CompVis/attribute-control

Errors in Learning-based Method

Closed this issue · 3 comments

Thanks for your excellent work! But when I run the Learning-based Method, I met following errors:

[2024-04-02 16:40:02,359][__main__][INFO] - Starting optimization...
Optimizing:   0%|                                                                                                                                                                                              | 0/1000 [02:46<?, ?it/s]
Error executing job with overrides: ['device=cuda:0', 'model=sd15', 'prompts=people/age']
Traceback (most recent call last):
  File "/home/yinzijin/attribute-control/learn_delta.py", line 81, in main
    eps_p = model.predict_eps(prompts_embedded['prompt_positive'], x_t, t_relative).unsqueeze(0)
  File "/home/yinzijin/attribute-control/attribute_control/model/model.py", line 223, in predict_eps
    return self._get_eps_pred(t, start_sample, self.pipe.unet(start_sample, t, encoder_hidden_states=self._get_pipe_kwargs(embs, embs_neg=None, start_sample=None)['prompt_embeds']).sample)
  File "/home/yinzijin/attribute-control/attribute_control/model/model.py", line 164, in _get_eps_pred
    return (sample - beta_prod_t ** (0.5) * model_output) / alpha_prod_t ** (0.5)
RuntimeError: The size of tensor a (2) must match the size of tensor b (64) at non-singleton dimension 3

I have tried sdxl and sd15, but the error remains. My environment is:

torch                     2.2.0+cu121
torchvision               0.17.0+cu121
diffusers                 0.27.2
accelerate                0.28.0

Do you have any ideas on how to fix this ?

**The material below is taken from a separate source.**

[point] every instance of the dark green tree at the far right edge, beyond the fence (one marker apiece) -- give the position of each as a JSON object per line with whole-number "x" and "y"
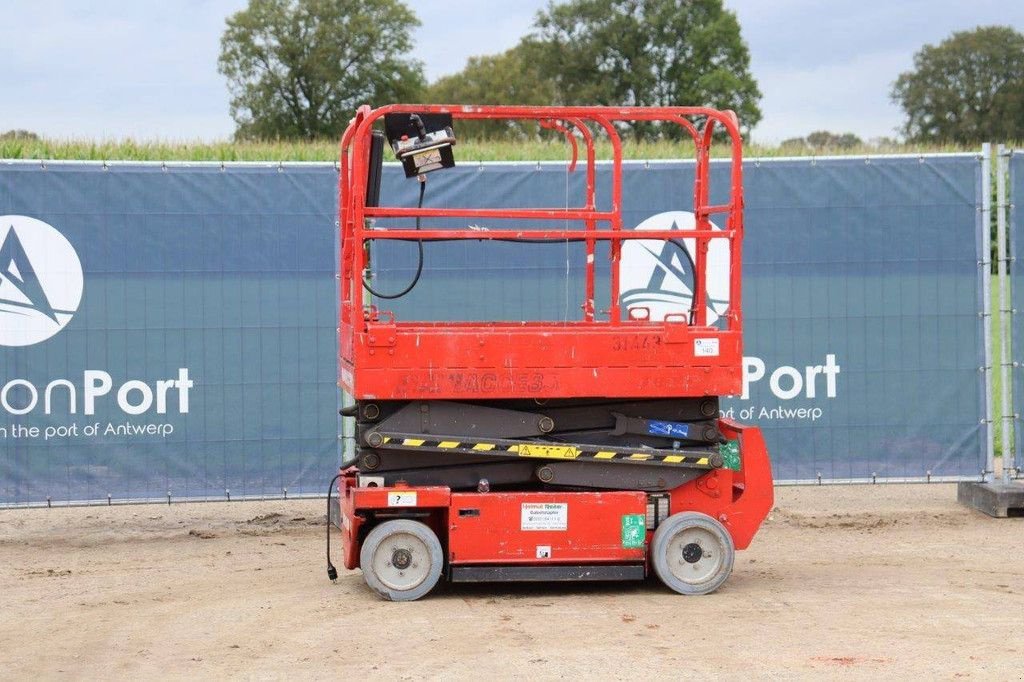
{"x": 967, "y": 90}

Hey, sorry for that and thanks for the feedback! This is probably related to some diffusers API changes between 0.26 and 0.27 that I tried to account for but apparently didn't do completely correctly. I will look into this asap.

Appriciate your quick response, older diffusers version seems not helpful.

Fixed this now, took me longer than expected to get around to looking into it. I validated the fix for both learning methods and both notebooks on diffusers==0.27.0 and diffusers==0.27.2 (latest, like you used) on an Nvidia A100 and it works for me. Could you please verify that it also works for you now?